5

I am using Python and Scrapy for this question.

I am attempting to crawl webpage A, which contains a list of links to webpages B1, B2, B3, ... Each B page contains a link to another page, C1, C2, C3, ..., which contains an image.

So, using Scrapy, the idea in pseudo-code is:

links = getlinks(A)
for link in links:
    B = getpage(link)
    C = getpage(B)
    image = getimage(C)

However, I am running into a problem when trying to parse more than one page in Scrapy. Here is my code:

def parse(self, response):
    hxs = HtmlXPathSelector(response)
    links = hxs.select('...')

    items = []
    for link in links:
        item = CustomItem()
        item['name'] = link.select('...')
        # TODO: Somehow I need to go two pages deep and extract an image.
        item['image'] = ....

How would I go about doing this?

(Note: My question is similar to Using multiple spiders at in the project in Scrapy but I am unsure how to "return" values from Scrapy's Request objects.)

Community
  • 1
  • 1
sdasdadas
  • 23,917
  • 20
  • 63
  • 148

1 Answers1

6

In scrapy the parse method needs to return a new Request if you need to issue more requests (useyield as scrapy works well with generators). Inside this request you can set a callback to the desired function (to be recursive just pass parse again). Thats the way to crawl into pages.

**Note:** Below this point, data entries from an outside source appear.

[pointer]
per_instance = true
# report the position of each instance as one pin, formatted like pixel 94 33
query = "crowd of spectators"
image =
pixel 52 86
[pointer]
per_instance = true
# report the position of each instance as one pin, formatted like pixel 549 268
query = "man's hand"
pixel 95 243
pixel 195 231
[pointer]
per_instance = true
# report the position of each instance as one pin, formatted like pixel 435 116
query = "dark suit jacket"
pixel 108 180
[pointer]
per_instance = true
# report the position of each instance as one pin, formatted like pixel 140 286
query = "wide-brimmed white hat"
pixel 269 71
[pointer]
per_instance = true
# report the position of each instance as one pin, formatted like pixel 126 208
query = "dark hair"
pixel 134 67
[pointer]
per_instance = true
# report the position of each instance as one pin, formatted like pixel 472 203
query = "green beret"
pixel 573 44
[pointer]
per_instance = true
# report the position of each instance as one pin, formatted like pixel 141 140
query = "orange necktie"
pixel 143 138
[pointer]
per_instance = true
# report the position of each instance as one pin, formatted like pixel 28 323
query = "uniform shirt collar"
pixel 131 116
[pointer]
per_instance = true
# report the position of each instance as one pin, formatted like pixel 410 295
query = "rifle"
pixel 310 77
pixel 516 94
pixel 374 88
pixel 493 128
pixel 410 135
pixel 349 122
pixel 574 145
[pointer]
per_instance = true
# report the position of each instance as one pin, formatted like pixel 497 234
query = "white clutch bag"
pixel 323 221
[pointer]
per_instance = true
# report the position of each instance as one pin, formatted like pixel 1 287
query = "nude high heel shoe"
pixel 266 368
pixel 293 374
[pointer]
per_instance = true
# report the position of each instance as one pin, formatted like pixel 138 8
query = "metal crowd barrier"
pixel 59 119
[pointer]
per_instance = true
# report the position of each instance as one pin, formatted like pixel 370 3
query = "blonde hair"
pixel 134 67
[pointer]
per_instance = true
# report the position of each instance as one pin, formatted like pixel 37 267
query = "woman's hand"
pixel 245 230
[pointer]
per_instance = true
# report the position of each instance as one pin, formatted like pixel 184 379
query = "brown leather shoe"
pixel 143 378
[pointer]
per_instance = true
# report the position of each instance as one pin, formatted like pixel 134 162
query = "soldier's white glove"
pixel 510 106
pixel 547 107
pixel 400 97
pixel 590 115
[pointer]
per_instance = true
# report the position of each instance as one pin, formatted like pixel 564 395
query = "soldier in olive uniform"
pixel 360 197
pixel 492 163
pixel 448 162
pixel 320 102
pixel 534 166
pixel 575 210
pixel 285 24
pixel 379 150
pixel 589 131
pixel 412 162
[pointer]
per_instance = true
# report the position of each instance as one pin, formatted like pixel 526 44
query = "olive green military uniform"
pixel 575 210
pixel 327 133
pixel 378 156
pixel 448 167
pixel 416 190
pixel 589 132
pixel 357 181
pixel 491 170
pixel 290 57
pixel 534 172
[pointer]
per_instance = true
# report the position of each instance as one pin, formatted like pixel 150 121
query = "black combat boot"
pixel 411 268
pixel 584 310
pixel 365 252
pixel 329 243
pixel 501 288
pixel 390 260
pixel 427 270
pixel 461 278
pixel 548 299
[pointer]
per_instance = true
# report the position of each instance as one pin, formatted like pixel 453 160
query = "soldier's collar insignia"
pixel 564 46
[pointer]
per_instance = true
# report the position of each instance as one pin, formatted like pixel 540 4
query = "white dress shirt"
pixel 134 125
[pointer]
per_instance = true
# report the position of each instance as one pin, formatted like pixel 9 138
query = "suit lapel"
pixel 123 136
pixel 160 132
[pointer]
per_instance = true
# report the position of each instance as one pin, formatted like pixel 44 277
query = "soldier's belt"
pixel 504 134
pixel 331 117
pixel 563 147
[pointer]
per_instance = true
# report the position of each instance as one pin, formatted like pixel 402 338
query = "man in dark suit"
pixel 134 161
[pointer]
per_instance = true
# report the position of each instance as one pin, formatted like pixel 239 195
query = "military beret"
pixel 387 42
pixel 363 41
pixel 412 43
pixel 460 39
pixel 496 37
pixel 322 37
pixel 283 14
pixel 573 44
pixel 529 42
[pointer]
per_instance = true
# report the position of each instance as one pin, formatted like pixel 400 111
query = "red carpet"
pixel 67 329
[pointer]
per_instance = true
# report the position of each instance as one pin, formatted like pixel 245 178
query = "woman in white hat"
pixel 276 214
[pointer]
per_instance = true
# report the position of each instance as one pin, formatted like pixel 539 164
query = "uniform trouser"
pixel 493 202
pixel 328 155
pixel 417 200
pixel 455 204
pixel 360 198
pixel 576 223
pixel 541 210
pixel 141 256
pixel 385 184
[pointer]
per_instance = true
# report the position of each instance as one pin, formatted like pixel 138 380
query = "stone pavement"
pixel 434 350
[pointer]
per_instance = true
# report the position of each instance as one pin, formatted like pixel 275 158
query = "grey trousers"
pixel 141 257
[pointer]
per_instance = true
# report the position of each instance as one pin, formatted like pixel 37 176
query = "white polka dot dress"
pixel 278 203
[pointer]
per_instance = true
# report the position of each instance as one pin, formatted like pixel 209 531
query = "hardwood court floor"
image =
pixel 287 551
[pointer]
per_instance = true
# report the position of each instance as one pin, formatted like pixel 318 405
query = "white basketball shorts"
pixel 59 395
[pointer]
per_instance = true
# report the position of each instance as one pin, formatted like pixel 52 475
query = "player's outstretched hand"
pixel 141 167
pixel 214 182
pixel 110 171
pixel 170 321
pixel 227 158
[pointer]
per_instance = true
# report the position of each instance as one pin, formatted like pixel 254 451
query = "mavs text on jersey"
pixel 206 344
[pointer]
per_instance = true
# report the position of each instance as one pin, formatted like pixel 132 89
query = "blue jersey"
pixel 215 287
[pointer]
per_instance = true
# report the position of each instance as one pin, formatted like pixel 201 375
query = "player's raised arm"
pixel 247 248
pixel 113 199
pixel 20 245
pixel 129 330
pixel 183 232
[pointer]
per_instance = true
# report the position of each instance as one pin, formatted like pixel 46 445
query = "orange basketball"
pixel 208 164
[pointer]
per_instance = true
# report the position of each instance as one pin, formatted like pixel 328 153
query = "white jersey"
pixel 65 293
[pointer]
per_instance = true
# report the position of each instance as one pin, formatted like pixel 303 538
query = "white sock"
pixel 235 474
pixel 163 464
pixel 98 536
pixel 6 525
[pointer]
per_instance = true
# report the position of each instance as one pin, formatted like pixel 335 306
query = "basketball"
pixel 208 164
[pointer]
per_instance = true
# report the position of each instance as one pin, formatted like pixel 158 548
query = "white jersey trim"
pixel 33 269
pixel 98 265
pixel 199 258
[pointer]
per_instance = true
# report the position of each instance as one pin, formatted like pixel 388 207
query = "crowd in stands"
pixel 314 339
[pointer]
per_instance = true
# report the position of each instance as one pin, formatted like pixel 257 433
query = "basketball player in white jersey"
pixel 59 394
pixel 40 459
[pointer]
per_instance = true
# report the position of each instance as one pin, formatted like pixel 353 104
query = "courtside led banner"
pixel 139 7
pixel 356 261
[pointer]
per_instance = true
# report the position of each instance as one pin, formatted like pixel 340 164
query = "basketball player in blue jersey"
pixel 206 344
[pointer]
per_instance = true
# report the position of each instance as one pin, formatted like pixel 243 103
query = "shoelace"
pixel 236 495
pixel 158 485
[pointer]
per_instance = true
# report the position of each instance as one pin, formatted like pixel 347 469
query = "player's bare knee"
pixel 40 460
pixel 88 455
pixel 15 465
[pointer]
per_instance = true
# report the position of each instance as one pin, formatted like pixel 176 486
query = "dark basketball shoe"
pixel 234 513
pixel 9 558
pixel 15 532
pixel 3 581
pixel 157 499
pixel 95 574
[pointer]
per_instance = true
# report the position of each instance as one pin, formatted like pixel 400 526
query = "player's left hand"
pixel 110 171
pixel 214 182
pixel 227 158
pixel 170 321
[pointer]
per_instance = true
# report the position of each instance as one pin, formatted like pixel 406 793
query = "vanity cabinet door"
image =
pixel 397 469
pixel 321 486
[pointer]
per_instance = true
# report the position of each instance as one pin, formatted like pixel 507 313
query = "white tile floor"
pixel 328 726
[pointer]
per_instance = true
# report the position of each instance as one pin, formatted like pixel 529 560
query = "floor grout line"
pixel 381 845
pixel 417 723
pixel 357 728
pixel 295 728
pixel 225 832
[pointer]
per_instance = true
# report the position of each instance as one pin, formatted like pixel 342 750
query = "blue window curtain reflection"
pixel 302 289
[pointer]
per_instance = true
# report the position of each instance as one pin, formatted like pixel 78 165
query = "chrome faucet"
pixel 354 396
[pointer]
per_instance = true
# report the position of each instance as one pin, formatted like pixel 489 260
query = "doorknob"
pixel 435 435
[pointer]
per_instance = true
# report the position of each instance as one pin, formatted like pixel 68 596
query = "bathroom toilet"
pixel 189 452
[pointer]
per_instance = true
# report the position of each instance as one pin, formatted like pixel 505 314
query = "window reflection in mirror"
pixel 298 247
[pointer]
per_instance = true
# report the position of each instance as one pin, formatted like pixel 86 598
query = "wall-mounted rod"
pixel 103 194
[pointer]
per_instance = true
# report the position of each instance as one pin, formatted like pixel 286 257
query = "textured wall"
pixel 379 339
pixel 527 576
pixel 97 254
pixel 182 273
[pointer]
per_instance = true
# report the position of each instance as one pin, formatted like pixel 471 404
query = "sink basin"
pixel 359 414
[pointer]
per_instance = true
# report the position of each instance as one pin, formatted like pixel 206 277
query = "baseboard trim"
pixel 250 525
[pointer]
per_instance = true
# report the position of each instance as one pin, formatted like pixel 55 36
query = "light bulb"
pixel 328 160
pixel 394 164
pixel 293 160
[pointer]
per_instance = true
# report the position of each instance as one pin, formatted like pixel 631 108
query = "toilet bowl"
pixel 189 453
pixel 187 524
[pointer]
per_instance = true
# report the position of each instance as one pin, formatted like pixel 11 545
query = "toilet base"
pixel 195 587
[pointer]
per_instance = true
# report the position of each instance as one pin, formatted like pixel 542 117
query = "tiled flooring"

You can check this recursive crawler as example

Following your example, the change would be something like this:

def parse(self, response):
    b_pages_links = getlinks(A)
    for link in b_pages_links:
        yield Request(link, callback = self.visit_b_page)

def visit_b_page(self, response):
    url_of_c_page = ...
    yield Request(url_of_c_page, callback = self.visit_c_page)

def visit_c_page(self, response):
    url_of_image = ...
    yield Request(url_of_image, callback = self.get_image)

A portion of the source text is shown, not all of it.